Published online by Cambridge University Press:  23 May 2014

Extract

The Seventh Special Session of the United Nations General Assembly Devoted to Development and International Co-operation, which ended on September 16, 1975, after round-the-clock negotiations between developing and developed nations, succeeded in producing a resolution which was adopted unanimously. The preamble of the resolution reaffirmed the General Assembly's intention “to eliminate injustice and inequality which afflict vast sections of humanity and to accelerate the development of developing countries” (U.N. General Assembly, 1975: 1). The resolution identified measures the international community could take to accelerate the pace of development.

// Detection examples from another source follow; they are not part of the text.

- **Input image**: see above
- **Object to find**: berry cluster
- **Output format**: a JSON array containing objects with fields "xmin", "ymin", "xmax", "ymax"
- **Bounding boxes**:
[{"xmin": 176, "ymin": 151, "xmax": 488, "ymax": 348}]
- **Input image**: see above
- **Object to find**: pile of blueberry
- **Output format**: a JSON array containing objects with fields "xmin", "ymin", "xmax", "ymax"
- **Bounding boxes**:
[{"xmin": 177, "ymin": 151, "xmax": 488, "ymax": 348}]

The Seventh Special Session is another indication of the developing world's determination to create a “New International Economic Order.” This article will discuss what is meant by this increasingly invoked phrase and examine the changing political realities which account for international economic issues becoming the dominant concern of bodies such as the United Nations. We will then analyze the decisions taken at the Seventh Special Session and discuss some of their possible implications for development in Africa.

The Seventh Special Session, which had been planned for almost two years, came only eighteen months after the General Assembly had convened in a Sixth Special Session to consider problems of raw materials and development. Two extraordinary sessions in such a short period of time (the first special sessions ever convened to discuss economic issues) demonstrate the seriousness of the economic crisis confronting the world.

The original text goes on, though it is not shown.